Even as it has emerged as a postcard for the green shoots in Bihar’s new narrative, the ethanol factories are not without problems. A crisis is unfolding within Bihar’s sunrise sector.

Away from the election rhetoric and speeches, factory owners such as Ajay Kumar Singh are submitting memorandums and seeking meetings with ministers at both the state and central levels. In his letter to the OMCs, he wrote that his factory, which operates round the clock, may have to shut down for half of November, as this year’s supply orders from the Oil Marketing Companies (OMCs) have been reduced to 50 per cent of its capacity.

This goes for all the factories in Bihar. The operational 14 ethanol plants have been allotted a 45 per cent supply order, while states like Gujarat, Rajasthan, and Tamil Nadu received 100 per cent.

“Bihar produces around 80 crore litres of ethanol annually, and we have been allotted half of its production capacity,” said Ajay Kumar Singh.

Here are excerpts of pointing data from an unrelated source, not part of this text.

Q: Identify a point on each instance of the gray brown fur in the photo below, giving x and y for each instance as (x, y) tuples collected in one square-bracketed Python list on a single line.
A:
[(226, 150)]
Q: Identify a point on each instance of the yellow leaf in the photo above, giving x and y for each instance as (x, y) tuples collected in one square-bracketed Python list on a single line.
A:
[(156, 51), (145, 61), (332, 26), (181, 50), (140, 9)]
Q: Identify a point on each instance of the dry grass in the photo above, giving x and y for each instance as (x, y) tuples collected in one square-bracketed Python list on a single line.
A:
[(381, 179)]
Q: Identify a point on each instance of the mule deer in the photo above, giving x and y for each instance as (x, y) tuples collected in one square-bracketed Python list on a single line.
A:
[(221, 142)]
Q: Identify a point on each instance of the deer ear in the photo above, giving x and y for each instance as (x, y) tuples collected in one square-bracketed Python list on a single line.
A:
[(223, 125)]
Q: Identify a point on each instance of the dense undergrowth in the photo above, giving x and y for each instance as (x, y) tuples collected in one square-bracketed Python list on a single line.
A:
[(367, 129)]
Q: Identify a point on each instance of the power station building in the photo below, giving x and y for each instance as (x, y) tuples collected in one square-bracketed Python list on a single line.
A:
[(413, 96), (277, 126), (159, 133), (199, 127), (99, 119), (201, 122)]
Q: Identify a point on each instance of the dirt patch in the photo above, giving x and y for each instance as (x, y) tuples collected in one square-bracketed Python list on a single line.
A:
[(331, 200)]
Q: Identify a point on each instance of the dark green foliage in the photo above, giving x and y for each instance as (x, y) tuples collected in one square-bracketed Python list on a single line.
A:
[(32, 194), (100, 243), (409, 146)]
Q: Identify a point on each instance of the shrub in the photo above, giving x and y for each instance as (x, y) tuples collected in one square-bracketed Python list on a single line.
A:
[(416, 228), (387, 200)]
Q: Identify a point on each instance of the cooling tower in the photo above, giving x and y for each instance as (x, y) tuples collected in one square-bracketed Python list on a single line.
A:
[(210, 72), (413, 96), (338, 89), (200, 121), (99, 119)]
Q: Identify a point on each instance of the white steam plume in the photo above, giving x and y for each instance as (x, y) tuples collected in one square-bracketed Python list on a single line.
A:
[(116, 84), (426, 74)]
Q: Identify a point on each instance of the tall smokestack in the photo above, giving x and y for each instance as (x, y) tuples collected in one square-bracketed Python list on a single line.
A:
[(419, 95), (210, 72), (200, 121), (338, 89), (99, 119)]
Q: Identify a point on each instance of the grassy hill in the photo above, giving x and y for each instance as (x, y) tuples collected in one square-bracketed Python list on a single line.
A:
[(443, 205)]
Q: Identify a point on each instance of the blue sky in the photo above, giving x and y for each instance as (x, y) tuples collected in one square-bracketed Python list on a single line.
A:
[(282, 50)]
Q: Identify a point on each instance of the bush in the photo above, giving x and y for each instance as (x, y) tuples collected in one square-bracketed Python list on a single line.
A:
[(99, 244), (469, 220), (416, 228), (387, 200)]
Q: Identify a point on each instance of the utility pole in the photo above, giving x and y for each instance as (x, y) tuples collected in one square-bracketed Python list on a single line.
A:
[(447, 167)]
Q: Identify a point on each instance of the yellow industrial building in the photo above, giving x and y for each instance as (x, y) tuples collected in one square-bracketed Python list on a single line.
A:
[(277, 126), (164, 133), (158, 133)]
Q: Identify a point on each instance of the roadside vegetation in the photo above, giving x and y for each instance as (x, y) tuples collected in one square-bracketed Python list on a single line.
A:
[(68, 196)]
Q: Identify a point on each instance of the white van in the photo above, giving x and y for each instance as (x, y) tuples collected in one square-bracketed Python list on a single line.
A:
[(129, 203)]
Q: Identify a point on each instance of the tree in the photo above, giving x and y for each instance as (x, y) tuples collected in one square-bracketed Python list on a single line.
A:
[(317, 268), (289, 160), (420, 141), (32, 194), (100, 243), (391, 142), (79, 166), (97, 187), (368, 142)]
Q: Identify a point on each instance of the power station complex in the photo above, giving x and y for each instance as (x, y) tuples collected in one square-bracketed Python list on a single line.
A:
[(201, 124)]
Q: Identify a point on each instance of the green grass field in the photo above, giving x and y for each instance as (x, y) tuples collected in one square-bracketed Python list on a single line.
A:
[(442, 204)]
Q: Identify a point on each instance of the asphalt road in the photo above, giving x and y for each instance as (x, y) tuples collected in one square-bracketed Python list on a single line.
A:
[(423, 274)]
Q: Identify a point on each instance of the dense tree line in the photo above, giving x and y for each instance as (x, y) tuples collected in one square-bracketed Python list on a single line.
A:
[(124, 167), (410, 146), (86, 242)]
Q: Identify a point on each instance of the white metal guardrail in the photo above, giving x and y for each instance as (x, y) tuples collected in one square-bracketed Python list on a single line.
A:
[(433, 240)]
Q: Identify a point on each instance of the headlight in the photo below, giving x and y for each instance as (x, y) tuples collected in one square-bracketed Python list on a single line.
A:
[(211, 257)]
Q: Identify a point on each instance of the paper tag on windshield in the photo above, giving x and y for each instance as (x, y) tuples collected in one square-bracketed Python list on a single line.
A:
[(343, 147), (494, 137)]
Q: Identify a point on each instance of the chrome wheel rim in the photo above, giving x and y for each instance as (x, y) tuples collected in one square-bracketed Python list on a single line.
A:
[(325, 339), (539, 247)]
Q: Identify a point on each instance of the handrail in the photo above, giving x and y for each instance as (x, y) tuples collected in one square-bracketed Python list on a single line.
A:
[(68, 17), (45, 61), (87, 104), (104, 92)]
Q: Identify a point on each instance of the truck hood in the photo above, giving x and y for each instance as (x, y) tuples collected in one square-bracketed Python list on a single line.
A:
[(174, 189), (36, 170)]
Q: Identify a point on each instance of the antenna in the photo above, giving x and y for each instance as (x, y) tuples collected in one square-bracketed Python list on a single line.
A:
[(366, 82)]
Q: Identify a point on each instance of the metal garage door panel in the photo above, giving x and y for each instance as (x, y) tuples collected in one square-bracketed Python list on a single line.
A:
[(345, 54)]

Bihar’s ethanol factories are a batch of standalone dedicated special purpose plants, unlinked from the private market. “We have long-term agreements with OMCs; we can’t sell ethanol in the open market, nor can we manufacture anything else; we are designated ethanol-only plants.”

Around 2022-23, everyone was talking about ethanol. “Many businessmen jumped in, and set up plants outside the OMC Long-term offtake agreement (LTOA) category,” Singh recalled.

An inside picture of the Buxar ethanol plant’s raw material site. | | Jyoti Yadav | ThePrint

This led to a surplus production of ethanol across the country. OMCs are starting to buy from sugar cooperatives and other distilleries. The dedicated ethanol plant owners allege that their orders for this year have been reduced by fifty percent, as the Union government has accommodated all kinds of ethanol plants.

The Bihar Ethanol Association, a representative body, submitted a memorandum on 31 October before the Secretary of the Ministry of Petroleum and Gas, Pankaj Jain.

Singh alleged that in the recent tender for FY26, the order process was modified to include these new entrants, leaving Bihar’s factories with only 50 per cent supply.

ThePrint tried to contact Nitish Mishra, Bihar’s Minister for Industries, but received no response.

Another owner of a plant, who didn’t wish to be named, called it illegal and an injustice to those falling in the ‘agreement’ category.

“All of a sudden, there is a surplus of ethanol in the country, and there is no taker. It is market-driven. Our tankers stand outside the OMCs terminals for ten days, and we bear the cost of this transportation,” he said. He also pointed out that cooperative sugar mills, which began lobbying for ethanol production, were given the number one priority in the allocation process.

As a result, the owners claim that they have had to halt production and match the dropped demand.

And the assembly election is only prolonging this pain.

“The election has only added to the crises, as the meetings aren’t resulting in anything, and we are losing time.”